The spot-basis bid, or premium, for soybeans delivered next month was unchanged at 60 cents to 70 cents a bushel above May futures, U.S. Department of Agriculture data show. There was no comparison for corn delivered in May as exporters rolled basis from May to July futures. The average spot price fell 28.5 cents compared with a 30-cent drop in July futures.
“It’s very quiet today, after the futures declined,” said Glenn Hollander, a partner at Chicago-based Hollander & Feuerhaken, a cash trader and futures broker. “The basis is going to have to come up to buy some corn the next several weeks,” because farmers will be focused on planting this year’s crop, Hollander said.
Soybean futures for May delivery fell 27.75 cents, or 2 percent, to $13.5025 a bushel on the Chicago Board of Trade, the third straight decline.
Corn futures for July delivery fell the exchange limit of 30 cents, or 3.9 percent, to close $7.2925 a bushel on the CBOT.

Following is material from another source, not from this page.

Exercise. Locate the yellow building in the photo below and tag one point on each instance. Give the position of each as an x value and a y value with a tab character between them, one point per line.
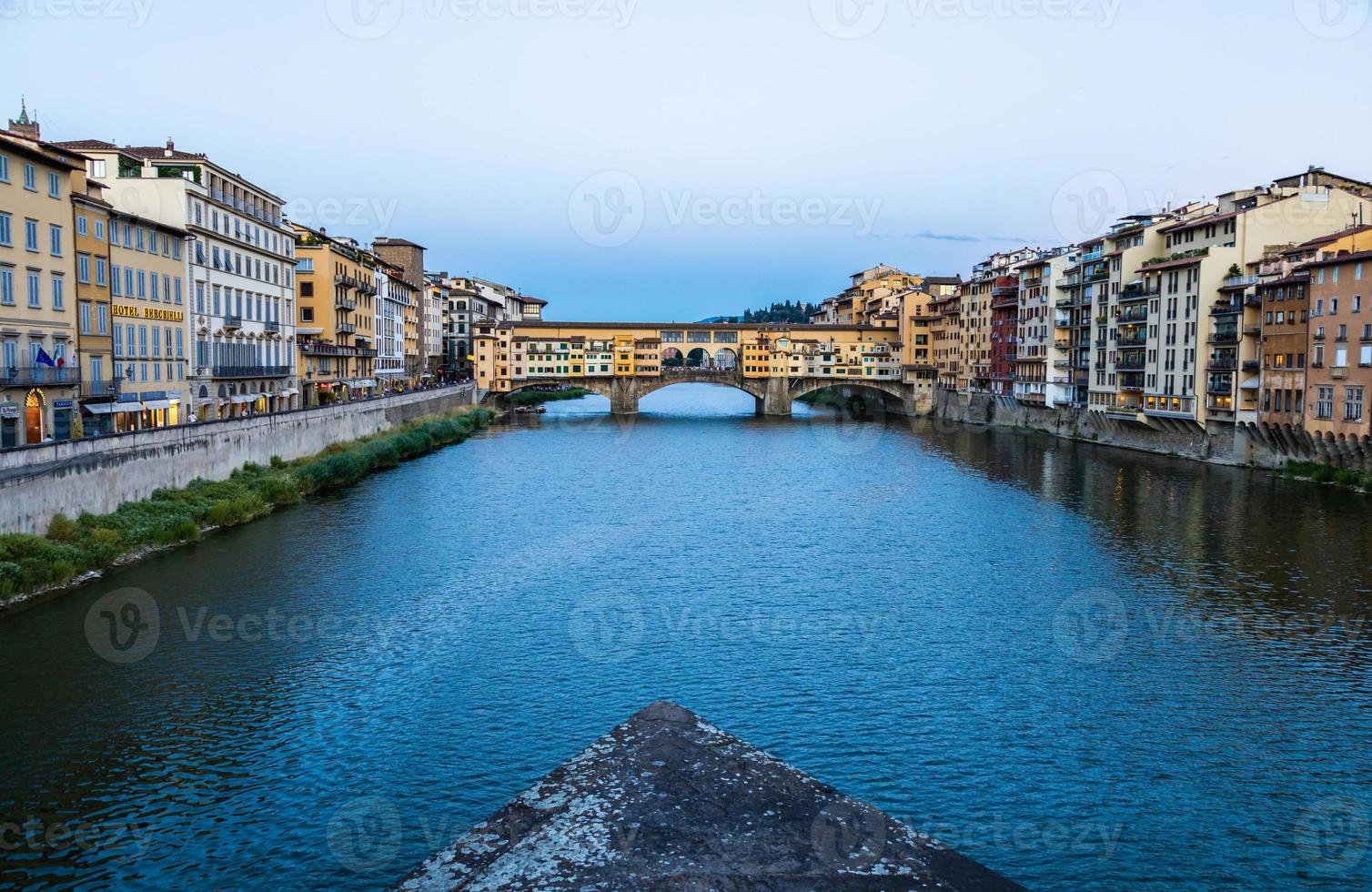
147	308
516	354
337	297
38	376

Barge shipments of grain and soybeans fell 23 percent to 468,222 metric tons in the week ended April 23 from a year earlier as flooding slowed river traffic, the USDA said. Sixteen locks on the upper Mississippi, Ohio, Kaskaskia and Arkansas rivers are closed because of high water, according to a weekly USDA report today.
Major flooding is already reported at 66 locations, data from the National Weather Service show. A record crest on the Ohio River near Cairo, Illinois, is expected on May 1, and many locations from Cincinnati to Memphis, Tennessee, will top prior all-time highs, according to the agency.
“Most exporters have already prepared for the shipping delays,” Hollander said. “If we get the water levels to drop, it should not be a long-term problem.”